Scrutiny and the Dirty T-Shirt

Today was my annual review. Like everything else concerning social services, this involved a positive orgy of meetings, form filling, checks and double checks before today's appearance in front of a panel of no less than eight people.

I wasn't nervous about it. I tend to assume that anything seriously wrong might have come up before now. Can't really see them flagging up some serious cause for concern and then just leaving it until the annual review!

So, forms and reports were all submitted and, apart from starting nearly 30 minutes late, everything was going swimmingly until suddenly one of the panel members mentioned that a contact supervisor had reported that I once took LB to contact in a dirty t-shirt.

Really? Considering the day-in day-out nature of the job, the level of care I need to deliver, the many meetings I have to attend and forms I have to fill in, the number of professionals I work with weekly and the fact that I've successfully moved a child onto an adoptive placement in the past year, was this review really going to be a conversation about whether I might have sent a 3-month-old to contact in a less-than-pristine t-shirt over four months ago?!

I needn't have worried. The panel member explained that she wanted to know how I had felt about this at the time, and how I had dealt with it with the person concerned. Unfortunately, I had absolutely no recollection of anything being said at the time (not that it wasn't said - just that I move on pretty quickly to the next thing in my head, forgetting stuff that's dealt with or inconsequential!), so actually the panel member found herself apologising to me for bringing it up and making me 'deal with it' in front of the whole panel!

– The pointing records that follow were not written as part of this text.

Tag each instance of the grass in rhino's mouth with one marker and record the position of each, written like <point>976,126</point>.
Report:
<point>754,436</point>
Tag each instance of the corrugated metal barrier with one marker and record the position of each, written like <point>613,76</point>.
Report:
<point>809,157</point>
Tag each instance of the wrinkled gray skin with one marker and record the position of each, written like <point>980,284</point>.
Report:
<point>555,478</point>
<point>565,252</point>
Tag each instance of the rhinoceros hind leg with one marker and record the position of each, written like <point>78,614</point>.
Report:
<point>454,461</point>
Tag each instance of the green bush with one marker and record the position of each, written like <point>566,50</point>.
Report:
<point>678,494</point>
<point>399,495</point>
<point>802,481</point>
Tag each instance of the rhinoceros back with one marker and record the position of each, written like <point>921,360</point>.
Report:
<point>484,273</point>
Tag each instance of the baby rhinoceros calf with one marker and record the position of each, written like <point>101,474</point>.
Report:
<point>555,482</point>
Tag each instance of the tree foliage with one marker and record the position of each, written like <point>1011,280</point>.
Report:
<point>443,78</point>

So, in the end, it wasn't really an issue. In fact the panel member said that she was going to speak to the contact service to suggest that this kind of thing shouldn't be dealt with via reports to annual reviews. Indeed! And thankfully the rest of the reports were all very positive and each member of the panel had some very lovely things to say about my work, so I did leave encouraged and cheerful.

But the whole conversation served to remind me how much intense scrutiny I am under practically every day. For my review, reports were received from every social worker I have had contact with over the past year (three of mine, and seven of the children's), every contact supervisor for each child (at least four, maybe more) and the lead Health Visitor for each child (thankfully only one as my HV seeks out my name on new referrals and gets herself assigned to me!).

A minimum of 15 people writing reports about me that I will never see, to be scrutinised by a panel of people that has the annual task of deciding whether I will be allowed to continue as a foster carer. And one of them thinks it's necessary to mention that at one contact out of many, a child's t-shirt was not up to her preferred hygiene standards, despite the fact that there would have been a clean set of clothes in the change bag and it's not, you know, out of the realms of possibility that a 3-month-old might, say, have puked up in the car on the way (I can't imagine what other sort of 'dirt' might be on a baby's t-shirt!). I wonder what she thought the outcome of making that comment would be?

And who do I get to write a report on? Social workers and contact supervisors can be (and are) routinely late to, or absent from arranged appointments, they can fail to communicate vital information, they can disappear on holiday for weeks on end without letting me know, and even leave altogether without saying anything. They can be disrespectful, lazy and disorganised. They can forget and lose important information, and turn up at my house without vital paperwork necessitating time-consuming repeat visits. They can inform me of LAC reviews and other important meetings with less than one-hour's notice. They can change contact times and locations with virtually no notice, or be so late in arranging contacts that I have to move heaven and earth to get us there. They can send me no work for so long that I'm wondering how we'll feed ourselves, and then send children with virtually no history and fail to give me the most basic and necessary information about them. I could go on.

I don't get to write reports or contribute much of anything really. My only recourse is to make an official complaint about a named individual. It would be like clearing a beach by removing grains of sand one by one. Exhausting and ineffective.